Solution: Aim for a minimum volume — at least 100–200 meaningful actions per variant, depending on your goal. Even better, use free A/B significance calculators to check whether your results are valid.
What to Do After the Test
The A/B test is done, the numbers are in — so what’s next? The worst thing you can do at this point is to archive the campaign and move on. This is actually where the most valuable part begins: analysis, insights, and scaling. Because the difference between A and B, on its own, isn’t a strategy. It needs to be interpreted and used to benefit your campaign and your business overall.
How to Identify the Winner
A common mistake is focusing solely on CTR or the number of clicks. But clicks aren’t the end goal. It’s better to look at metrics that are closer to your actual objective, such as the number of conversions, cost per lead, or depth of engagement on the website (depending on your campaign goals).

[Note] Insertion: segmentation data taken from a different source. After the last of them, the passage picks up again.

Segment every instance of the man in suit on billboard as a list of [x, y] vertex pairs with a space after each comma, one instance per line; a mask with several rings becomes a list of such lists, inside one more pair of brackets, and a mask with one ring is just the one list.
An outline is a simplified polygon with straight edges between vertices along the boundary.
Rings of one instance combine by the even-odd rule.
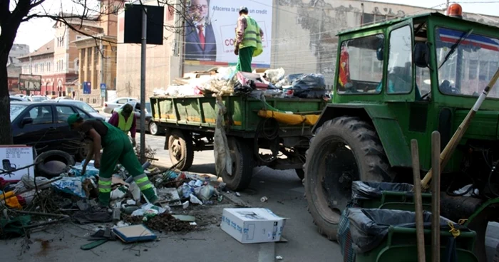
[[185, 60], [215, 61], [217, 58], [209, 12], [208, 0], [192, 0], [188, 13], [190, 19], [185, 22]]

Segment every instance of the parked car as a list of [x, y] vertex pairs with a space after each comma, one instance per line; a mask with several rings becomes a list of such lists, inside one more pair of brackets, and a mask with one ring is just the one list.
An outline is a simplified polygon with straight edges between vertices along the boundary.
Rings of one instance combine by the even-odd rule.
[[93, 118], [89, 113], [71, 104], [48, 102], [11, 103], [11, 122], [15, 145], [35, 147], [37, 154], [61, 150], [74, 155], [77, 161], [85, 159], [86, 147], [83, 136], [71, 130], [67, 119], [79, 113], [83, 119]]
[[58, 97], [58, 98], [52, 98], [52, 99], [53, 99], [53, 100], [56, 100], [56, 101], [66, 100], [73, 100], [73, 98], [68, 97], [68, 96], [60, 96], [60, 97]]
[[104, 103], [104, 106], [102, 108], [102, 110], [108, 114], [113, 112], [113, 110], [126, 104], [130, 101], [138, 102], [138, 100], [132, 98], [118, 98], [115, 100], [107, 101]]
[[45, 95], [31, 95], [27, 98], [29, 98], [29, 100], [32, 102], [43, 102], [48, 100], [48, 98]]
[[[127, 103], [127, 104], [132, 105], [133, 107], [133, 112], [135, 115], [135, 121], [137, 122], [137, 130], [140, 130], [140, 103], [138, 101], [130, 101]], [[120, 105], [111, 111], [111, 113], [114, 111], [117, 111], [121, 109], [125, 105]], [[158, 130], [158, 125], [153, 121], [153, 115], [151, 114], [150, 103], [145, 103], [145, 131], [149, 132], [153, 135], [158, 135], [164, 134], [164, 131]]]
[[10, 95], [9, 98], [11, 99], [11, 102], [14, 102], [14, 101], [29, 102], [29, 100], [27, 100], [26, 98], [23, 98], [22, 97], [19, 96], [19, 95]]
[[46, 102], [60, 103], [63, 103], [63, 104], [73, 105], [74, 106], [79, 108], [80, 109], [82, 109], [83, 111], [88, 112], [88, 114], [90, 114], [92, 116], [92, 117], [93, 117], [95, 119], [99, 119], [99, 120], [101, 120], [103, 121], [106, 121], [106, 117], [105, 115], [101, 115], [99, 113], [98, 110], [95, 110], [90, 105], [87, 104], [86, 103], [85, 103], [83, 101], [73, 100], [69, 100], [69, 99], [61, 99], [60, 100], [47, 100]]

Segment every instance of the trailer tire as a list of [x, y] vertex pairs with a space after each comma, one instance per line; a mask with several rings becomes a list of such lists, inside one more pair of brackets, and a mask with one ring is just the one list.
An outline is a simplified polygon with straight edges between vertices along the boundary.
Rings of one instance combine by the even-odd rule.
[[229, 137], [229, 149], [232, 159], [232, 174], [224, 172], [222, 178], [227, 187], [232, 191], [247, 189], [253, 176], [253, 152], [252, 147], [242, 139]]
[[390, 182], [394, 177], [374, 128], [354, 117], [333, 119], [317, 130], [304, 170], [309, 212], [329, 240], [336, 240], [353, 181]]
[[305, 170], [303, 169], [297, 168], [294, 169], [294, 172], [297, 172], [297, 176], [299, 178], [299, 181], [302, 181], [305, 178]]
[[177, 166], [177, 169], [182, 171], [188, 169], [194, 161], [194, 145], [190, 132], [173, 130], [167, 134], [167, 137], [168, 137], [168, 153], [172, 164], [175, 164], [182, 160], [182, 162]]
[[38, 162], [35, 166], [36, 175], [50, 179], [67, 172], [69, 166], [75, 164], [75, 159], [64, 151], [50, 150], [36, 157], [35, 162]]

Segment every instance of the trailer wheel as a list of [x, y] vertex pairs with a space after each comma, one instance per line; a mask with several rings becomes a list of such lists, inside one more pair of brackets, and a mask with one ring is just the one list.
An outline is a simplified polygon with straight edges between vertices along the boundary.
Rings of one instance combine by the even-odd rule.
[[170, 134], [167, 134], [167, 137], [168, 137], [168, 153], [170, 153], [172, 164], [175, 164], [182, 160], [182, 162], [177, 166], [177, 169], [182, 171], [188, 169], [194, 161], [194, 146], [190, 133], [173, 130]]
[[303, 169], [297, 168], [294, 169], [294, 172], [297, 172], [297, 176], [298, 176], [298, 178], [299, 178], [300, 181], [303, 180], [303, 179], [305, 178], [305, 171]]
[[390, 182], [394, 177], [374, 128], [353, 117], [335, 118], [317, 130], [304, 169], [309, 211], [329, 240], [336, 239], [353, 181]]
[[241, 139], [229, 137], [227, 140], [232, 159], [232, 174], [224, 172], [222, 178], [230, 189], [244, 190], [250, 185], [253, 176], [253, 152], [251, 147]]

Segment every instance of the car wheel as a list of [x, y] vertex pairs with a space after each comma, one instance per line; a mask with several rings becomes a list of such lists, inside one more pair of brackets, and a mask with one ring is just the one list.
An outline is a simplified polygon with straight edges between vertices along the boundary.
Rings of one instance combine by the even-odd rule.
[[158, 125], [153, 121], [149, 123], [149, 132], [153, 135], [158, 135]]

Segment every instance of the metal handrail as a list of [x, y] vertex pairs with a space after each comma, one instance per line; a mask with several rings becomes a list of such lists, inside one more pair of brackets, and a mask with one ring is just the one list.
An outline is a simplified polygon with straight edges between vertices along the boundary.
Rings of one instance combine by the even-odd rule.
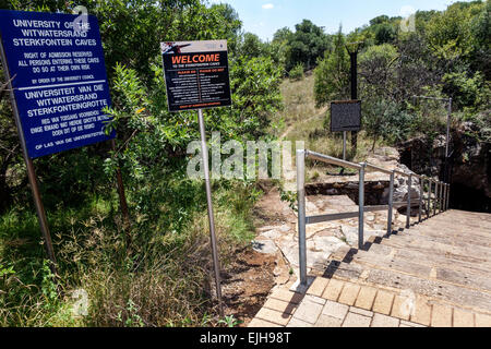
[[[351, 168], [359, 171], [359, 203], [358, 203], [358, 212], [351, 213], [340, 213], [340, 214], [330, 214], [330, 215], [320, 215], [320, 216], [310, 216], [307, 217], [306, 214], [306, 159], [311, 158], [314, 160], [319, 160], [322, 163], [336, 165], [340, 167]], [[388, 205], [378, 205], [378, 206], [366, 206], [364, 205], [364, 172], [366, 170], [375, 170], [383, 172], [385, 174], [390, 174], [390, 194], [388, 194]], [[408, 181], [408, 195], [407, 202], [394, 203], [394, 182], [395, 177], [404, 176], [409, 178]], [[364, 239], [363, 239], [363, 228], [364, 228], [364, 213], [366, 212], [378, 212], [378, 210], [388, 210], [387, 216], [387, 234], [392, 234], [392, 220], [393, 220], [393, 209], [397, 207], [403, 207], [407, 205], [406, 208], [406, 228], [410, 228], [410, 210], [412, 207], [411, 203], [411, 186], [412, 186], [412, 178], [419, 179], [419, 185], [421, 188], [421, 194], [419, 195], [419, 215], [418, 221], [422, 221], [422, 207], [426, 205], [423, 203], [424, 195], [424, 183], [428, 181], [429, 190], [428, 196], [426, 197], [428, 208], [427, 208], [427, 219], [429, 219], [431, 215], [431, 198], [433, 194], [433, 184], [434, 184], [434, 195], [433, 195], [433, 216], [439, 213], [443, 213], [448, 209], [450, 203], [450, 190], [451, 185], [447, 183], [443, 183], [438, 180], [433, 180], [426, 176], [420, 176], [417, 173], [405, 173], [399, 170], [387, 170], [382, 167], [368, 164], [368, 163], [350, 163], [347, 160], [342, 160], [328, 155], [311, 152], [311, 151], [297, 151], [297, 200], [298, 200], [298, 231], [299, 231], [299, 267], [300, 267], [300, 284], [307, 285], [307, 238], [306, 230], [307, 225], [331, 221], [331, 220], [340, 220], [355, 218], [358, 216], [358, 248], [360, 250], [363, 249]]]

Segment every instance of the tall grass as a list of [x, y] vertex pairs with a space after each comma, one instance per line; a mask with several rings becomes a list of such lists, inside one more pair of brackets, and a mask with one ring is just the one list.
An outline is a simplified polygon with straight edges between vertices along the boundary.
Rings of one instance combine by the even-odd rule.
[[[201, 182], [185, 185], [202, 190]], [[250, 214], [259, 195], [252, 184], [214, 188], [224, 266], [253, 236]], [[139, 225], [143, 218], [133, 217], [132, 234], [151, 241], [128, 254], [115, 193], [94, 196], [76, 209], [49, 209], [59, 272], [55, 282], [35, 213], [16, 207], [0, 216], [0, 326], [216, 325], [206, 210], [190, 212], [180, 231], [161, 229], [159, 221]], [[86, 315], [74, 312], [74, 292], [86, 296]]]
[[[276, 118], [284, 120], [285, 128], [277, 133], [289, 141], [304, 141], [309, 149], [343, 157], [343, 133], [330, 131], [328, 107], [316, 108], [313, 95], [314, 76], [307, 74], [302, 81], [285, 80], [282, 94], [285, 108]], [[347, 156], [349, 160], [361, 161], [367, 158], [372, 147], [372, 140], [364, 131], [358, 134], [357, 151], [350, 147], [348, 132]], [[382, 141], [376, 143], [383, 145]]]

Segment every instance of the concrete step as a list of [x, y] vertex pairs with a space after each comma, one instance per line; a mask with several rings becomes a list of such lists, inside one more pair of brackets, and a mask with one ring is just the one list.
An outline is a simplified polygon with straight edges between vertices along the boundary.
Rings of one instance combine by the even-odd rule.
[[471, 257], [469, 260], [465, 255], [434, 253], [434, 250], [421, 244], [408, 248], [394, 239], [384, 239], [381, 244], [371, 244], [369, 252], [385, 256], [393, 255], [398, 261], [426, 261], [424, 263], [432, 267], [444, 267], [464, 274], [476, 274], [491, 278], [491, 267], [486, 260], [482, 260], [484, 263], [481, 263], [477, 258]]
[[357, 263], [332, 261], [324, 277], [354, 282], [362, 281], [372, 287], [395, 288], [429, 298], [441, 299], [456, 306], [491, 313], [491, 294], [441, 280], [408, 275], [393, 269], [381, 269]]
[[369, 268], [379, 268], [412, 275], [415, 277], [453, 284], [491, 294], [490, 275], [479, 275], [467, 270], [455, 270], [443, 264], [430, 264], [426, 260], [399, 258], [396, 255], [381, 255], [373, 252], [357, 251], [343, 262], [356, 263]]
[[421, 242], [433, 242], [433, 246], [442, 248], [442, 251], [448, 248], [462, 248], [463, 250], [472, 251], [474, 254], [478, 253], [491, 257], [491, 237], [476, 238], [475, 236], [470, 236], [470, 233], [454, 233], [450, 231], [434, 233], [421, 231], [418, 228], [411, 228], [404, 230], [403, 232], [393, 233], [391, 238], [406, 241], [408, 246], [409, 243], [418, 244]]

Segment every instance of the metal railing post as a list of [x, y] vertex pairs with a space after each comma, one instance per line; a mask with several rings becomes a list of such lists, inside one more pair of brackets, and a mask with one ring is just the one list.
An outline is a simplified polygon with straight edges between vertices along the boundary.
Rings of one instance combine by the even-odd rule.
[[307, 285], [306, 151], [297, 151], [297, 198], [300, 284]]
[[433, 184], [431, 183], [431, 178], [428, 179], [428, 209], [427, 209], [427, 219], [430, 219], [431, 216], [431, 191], [433, 190]]
[[442, 212], [445, 212], [446, 210], [446, 208], [445, 208], [445, 205], [446, 205], [446, 184], [443, 183], [442, 185], [443, 185], [442, 186]]
[[388, 188], [387, 236], [392, 236], [392, 215], [394, 213], [394, 180], [395, 180], [395, 172], [392, 171], [391, 184]]
[[447, 184], [446, 190], [448, 192], [448, 194], [446, 195], [446, 209], [450, 209], [451, 184]]
[[446, 183], [443, 183], [443, 204], [442, 204], [442, 207], [443, 207], [443, 212], [445, 212], [446, 210]]
[[439, 215], [442, 213], [442, 204], [443, 204], [442, 193], [443, 193], [443, 183], [440, 182], [440, 185], [439, 185], [439, 212], [438, 212]]
[[440, 182], [440, 189], [439, 189], [439, 214], [442, 213], [442, 205], [443, 205], [443, 183]]
[[411, 226], [411, 186], [412, 186], [412, 174], [409, 174], [409, 184], [407, 186], [407, 209], [406, 209], [406, 228], [409, 229]]
[[358, 186], [358, 249], [363, 249], [363, 226], [364, 226], [364, 168], [367, 164], [362, 163], [360, 164], [360, 172], [359, 172], [359, 186]]
[[422, 197], [424, 193], [424, 181], [422, 177], [419, 179], [419, 215], [418, 215], [418, 221], [421, 222], [422, 220]]

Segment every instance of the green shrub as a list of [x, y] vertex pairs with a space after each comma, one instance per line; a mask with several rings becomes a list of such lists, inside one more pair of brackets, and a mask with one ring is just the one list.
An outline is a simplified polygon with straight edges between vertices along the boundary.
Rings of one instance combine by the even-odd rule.
[[294, 81], [302, 80], [303, 79], [303, 64], [298, 63], [297, 65], [295, 65], [295, 68], [292, 70], [290, 70], [288, 75]]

If a banner has a higher CTR but drives low-quality traffic, it’s not the winner.
A test is only considered successful when the improvement in metrics is backed by the quality of the outcome.
What’s Next? Scale or Rerun
If you have a clear winner, it’s time to scale: increase the budget, roll out the winning version to a broader audience, or use it as the foundation for your next iterations.
But sometimes the test doesn’t produce a clear winner, or reveals that neither version performed well. That’s perfectly normal — and even useful.
In that case:
- Run a new test with a different variable.
- Try a new creative approach.
- Adjust your audience or positioning.
A/B testing isn’t about finding the “perfect” solution on the first try. It’s about a consistent process of discovering what works better for your audience, here and now.

Why A/B Testing Should Be Part of Your Strategy Today
A/B testing isn’t about one-off attempts to “guess” what might work. It’s about building a data-driven culture and a commitment to making every campaign better than the last. Even the smallest changes — like a button label or a new banner format — can make a big impact when tested systematically.
In today’s marketing landscape, simply launching campaigns is no longer enough. To scale effectively, you need to understand what works and why. And the only way to get those answers is through testing.
Test and grow. Don’t test — stay stuck.
At newage., we help brands implement systematic A/B testing at every level — from individual creatives to full placement strategies. Curious how this could work in your niche? Drop us a message — we’ll figure it out together.
FAQ: Common Questions About A/B Testing in Advertising
Can I run A/B tests with a small budget?
Yes, absolutely. The key is to choose one high-impact variable (like a banner or headline) and set a clear goal. Instead of running one large test, it’s often more effective to run several smaller, focused, and well-controlled experiments.
How long should a test run?
It depends on your traffic volume, but generally, at least 5 to 7 days. It’s important to wait until you’ve collected enough interactions (for example, 100+ clicks or conversions per variant) to ensure the results are statistically significant.
What’s more important to test first: the creative or the audience?
Start with the creative — it’s usually the fastest and most cost-effective way to improve performance. You can move on to testing audiences once you’re confident your creative is performing at a solid baseline.
Can I test more than two versions?
Yes, that’s called multivariate testing (A/B/C/…). However, it requires a larger budget and more traffic, and it’s harder to control the variables. That’s why we recommend starting with a classic A/B test, especially if you’re new to the process.
Is A/B testing about efficiency or saving money?
Both. It helps you understand where your budget works best, which improves overall efficiency. And when your campaigns perform better, you naturally save money — because you get more results for the same spend.